Popsugar March 22, 2023



"Reverse" Balayage Is the Low-Maintenance Hair Color You've Been Waiting For


  • Balayage is the process of lightening your hair using free-painting versus foils, typically where the sun would naturally hit.
  • "Reverse" balayage, as the name implies, is the opposite, and involves adding dark colors to already lightened hair.
  • The goal of the technique is to add dimension and movement.

With so many new color trends popping up every day, it can be hard to keep track of them all. Additionally, figuring out what color is right for you and your lifestyle can be equally as daunting. Are you looking to try something bold, like "Gemini hair," or are you looking for something more subtle, like "midlights?" Are you OK with something that requires frequent trips to the salon, or do you prefer the exact opposite?

If you've been looking for an easy, low-maintenance way to bring depth and life back into your hair, we've got the perfect answer: "reverse" balayage. Where balayage, the process of free-painting on highlights, typically involves lighter pieces, reverse balayage focuses on adding darker shades to give hair a more lived-in, seamless look.

If you're curious about what the trend entails, we've asked Tina Deeke, colorist at Maxine Salon in Chicago, and Giancarlo Carollo, colorist at the Marine Robinson Salon, to answer all of our questions about reverse balayage, including what it is, how to ask for it at the salon, and how to maintain the look at home.

What Is Reverse Balayage?

First, a little background on what balayage means. "Balayage" is a French word for "to sweep," and as the name implies, it typically involves hand-painting a color lighter than a person's base shade. Unlike traditional foil highlights, this is used with a paint brush or something similar. The trick behind a good balayage is applying the color where the sun would naturally hit, which gives the most effortless, sun-kissed look. "Balayage gives softer, less noticeable regrowth lines with the principal idea being less is more," Jack Howard, a London-based celebrity colorist, and L'Oréal Professionnel color spokesperson, previously told POPSUGAR.

As for reverse balayage, rather than hand-painting the hair with a lighter color, a darker hue is utilized. The technique is used to soften existing balayage or foil highlights and adds contrast to the hair. "The idea is to blend the client's natural color, or a tone that you and your colorist agree upon, into previously highlighted hair to create a melted, gradient look from root to ends," Carollo tells POPSUGAR.

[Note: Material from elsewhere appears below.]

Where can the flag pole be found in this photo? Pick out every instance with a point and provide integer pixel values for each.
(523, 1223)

While the trend is popular among blondes and often used as an easy way to transition to a darker tone, the look also works for brunettes and redheads, and can essentially be customized for any hair color. For blondes, the addition of darker shades will help their lighter pieces pop, and for brunettes with highlights, it gives their hair a more lived-in, natural feel. Plus, a darker root typically means less upkeep.

If you want to ask for reverse balayage, Carollo first recommends booking a consultation appointment. "This is probably the most important part of any color process," he says. Both Deeke and Carollo recommend booking as a full highlight or balayage appointment because the length of the appointment will end up being longer than a single process hair color or root touch-up. And, as always, you should have a clear idea of what you're looking to achieve, with pictures in hand. "Bring inspiration photos along too, that way you can collaborate with your stylist on your new look," Deeke says.

Once you've agreed upon the final look, Carollo says your colorist will typically begin by applying a single process color. "I like to use a tone that is half a shade or one shade lighter than the natural tone," he says. From there, the next step is to apply a demi-permanent color to the roots. Then, another tone which is a shade or two lighter than the root color would be used on the mid-section of the hair. "The reason I would use a lighter tone is to create dimension as a balayage highlight would," Carollo says. Once that step is finished, your colorist will usually leave your hair to process for up to 30 minutes, rinse everything out, shampoo and condition, and then dry and style your hair.

How to Maintain Reverse Balayage at Home

One major plus? Once everything is said and done, the in-salon upkeep is low-key. "I've noticed clients asking for a lower-maintenance color routine, and this is a recession-friendly technique if you're looking to stretch your time between colors," Deeke says. Carollo agrees, adding, "One or two processes is usually all your will need in a six-month time frame, and thereafter you would most likely keep up with balayage highlights every four to six months.

When it comes to keeping your color looking fresh at home, as always, it's important to use a heat protectant any time prior to using hot tools like a blow dryer or curling iron. Our current favorite is the Drybar Hot Toddy Heat Protectant Mist ($29). Deeke suggests using the L'Oréal Metal Detox Mask ($48), which she says helps with color fading and allows highlights to look brighter for longer periods of time.

Deeke and Carollo both suggest always using a color-safe shampoo and conditioner, like the Oribe Hair Alchemy Shampoo ($52) and the Oribe Beautiful Color Conditioner ($52).